Other experts have also weighed in on this topic.

"Left untreated, anxiety disorders in youth are associated with greater risk for other psychological problems such as depression and substance use problems," said Donna Pincus, director of research at the Child and Adolescent Fear and Anxiety Treatment Program at Boston University. Anxiety problems can also disrupt families and cause kids to perform worse in school, she added.

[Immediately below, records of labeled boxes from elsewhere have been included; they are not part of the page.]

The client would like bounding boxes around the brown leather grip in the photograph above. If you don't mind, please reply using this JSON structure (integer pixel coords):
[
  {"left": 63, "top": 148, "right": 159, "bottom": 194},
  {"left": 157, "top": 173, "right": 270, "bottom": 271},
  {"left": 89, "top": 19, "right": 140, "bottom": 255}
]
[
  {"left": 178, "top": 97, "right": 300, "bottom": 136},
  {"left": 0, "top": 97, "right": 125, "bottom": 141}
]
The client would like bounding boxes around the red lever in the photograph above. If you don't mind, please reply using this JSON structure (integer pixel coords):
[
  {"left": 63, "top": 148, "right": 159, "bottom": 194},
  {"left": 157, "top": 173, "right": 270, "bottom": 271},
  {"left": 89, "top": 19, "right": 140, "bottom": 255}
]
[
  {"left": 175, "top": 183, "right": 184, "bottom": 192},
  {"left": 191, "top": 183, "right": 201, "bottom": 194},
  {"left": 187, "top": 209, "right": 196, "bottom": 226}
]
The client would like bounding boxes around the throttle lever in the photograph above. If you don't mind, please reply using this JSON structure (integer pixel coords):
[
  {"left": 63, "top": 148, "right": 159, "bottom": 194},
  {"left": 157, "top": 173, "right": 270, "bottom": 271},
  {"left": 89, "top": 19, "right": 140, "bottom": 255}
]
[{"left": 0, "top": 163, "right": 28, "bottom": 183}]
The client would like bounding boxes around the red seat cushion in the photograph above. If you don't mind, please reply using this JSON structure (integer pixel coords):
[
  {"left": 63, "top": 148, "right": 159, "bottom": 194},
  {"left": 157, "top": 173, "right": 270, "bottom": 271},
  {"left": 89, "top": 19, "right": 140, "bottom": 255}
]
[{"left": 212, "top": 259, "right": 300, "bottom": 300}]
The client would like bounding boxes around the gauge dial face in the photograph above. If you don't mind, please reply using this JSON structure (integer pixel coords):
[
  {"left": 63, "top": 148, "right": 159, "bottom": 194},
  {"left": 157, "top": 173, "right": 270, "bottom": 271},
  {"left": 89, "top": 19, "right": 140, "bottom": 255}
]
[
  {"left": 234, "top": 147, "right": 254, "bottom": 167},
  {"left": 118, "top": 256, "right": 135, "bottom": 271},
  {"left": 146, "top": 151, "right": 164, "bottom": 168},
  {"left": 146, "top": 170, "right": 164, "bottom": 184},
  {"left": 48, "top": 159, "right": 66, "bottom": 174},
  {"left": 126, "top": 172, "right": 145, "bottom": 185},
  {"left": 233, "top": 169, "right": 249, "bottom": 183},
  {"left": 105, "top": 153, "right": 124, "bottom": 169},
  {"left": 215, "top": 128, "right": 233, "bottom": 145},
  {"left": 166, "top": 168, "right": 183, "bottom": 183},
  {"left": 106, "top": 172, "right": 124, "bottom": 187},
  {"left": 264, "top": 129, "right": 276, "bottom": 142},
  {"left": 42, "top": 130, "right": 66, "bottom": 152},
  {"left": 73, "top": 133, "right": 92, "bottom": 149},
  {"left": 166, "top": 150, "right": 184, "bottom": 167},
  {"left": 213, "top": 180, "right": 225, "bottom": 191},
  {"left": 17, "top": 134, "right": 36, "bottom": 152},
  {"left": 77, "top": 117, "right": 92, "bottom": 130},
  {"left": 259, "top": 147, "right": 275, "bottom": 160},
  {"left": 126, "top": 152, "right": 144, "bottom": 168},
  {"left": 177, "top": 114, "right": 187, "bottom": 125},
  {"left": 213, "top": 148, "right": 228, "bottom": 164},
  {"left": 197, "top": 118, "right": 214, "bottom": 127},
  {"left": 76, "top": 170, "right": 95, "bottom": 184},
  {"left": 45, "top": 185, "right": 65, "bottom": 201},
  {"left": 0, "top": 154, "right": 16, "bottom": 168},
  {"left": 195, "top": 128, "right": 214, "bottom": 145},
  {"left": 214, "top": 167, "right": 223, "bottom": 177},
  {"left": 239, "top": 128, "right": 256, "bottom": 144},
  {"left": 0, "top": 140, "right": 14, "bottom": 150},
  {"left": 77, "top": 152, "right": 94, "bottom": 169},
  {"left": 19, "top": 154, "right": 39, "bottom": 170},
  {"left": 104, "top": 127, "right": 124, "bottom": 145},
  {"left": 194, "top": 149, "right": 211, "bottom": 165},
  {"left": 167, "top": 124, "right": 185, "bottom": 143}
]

So what should a parent do or not do?

"When children are in distress or upset they need parental comfort, reassurance and extra love. This is good," said study lead author Lindsay Holly, a graduate student at Arizona State University. "Sometimes, however, parents end up providing excessive reassurance and doing things for the child, like making excuses for why a child who is anxious in social situations won't go to a birthday party or talking for the child by ordering at restaurants."

Here’s how the study was conducted.

Researchers examined the results of a survey of 70 kids aged 6 to 16 who were treated for anxiety and/or depression at a clinic. The kids were equally divided among boys and girls and among whites and Hispanic/Latinos.

The investigators found that some kids were more likely to have anxiety and depression symptoms if their parents reinforced or punished their anxiety through various approaches. Among the two ethnic groups, "the only difference was that Latino parents seemed to attend more frequently to their children's anxiety," Holly said.

Pina noted that previous research has indicated that a certain kind of therapy can help kids become less anxious and more resilient by teaching the importance of facing fears. One of the goals of the therapy is to teach parents how to promote courage in the kids through a combination of warmth and kindness, Pina said.

Some experts believe that by exposing children to anxious situations in a controlled, supportive environment, they can learn how to handle their anxiety better.

Holly suggests that parents encourage their children "to do brave things that are small and manageable." A child who's afraid of speaking in public, for instance, might be urged to answer a question about whether they want fries with their meal at a restaurant.

While every child is going to be anxious at one time or another, a more difficult situation is when children suffer from an anxiety disorder. That is a more serious problem where someone experiences fear, nervousness, and shyness so much so that they start to avoid places and activities.

According to the Anxiety and Depression Association of America, anxiety disorders affect one in eight children. Research shows that untreated children with anxiety disorders are at higher risk to perform poorly in school, miss out on important social experiences, and engage in substance abuse. Anxiety disorder often shows up alongside other disorders such as depression, eating disorders, and ADHD.

The good news is that with treatment and support, a child can learn how to successfully manage the symptoms and live a normal childhood.

The study conducted at Arizona State University, looked at typical child anxieties and how parent’s interactions either helped or prolonged the anxiousness.

The study was published recently in the journal Child Psychiatry and Human Development.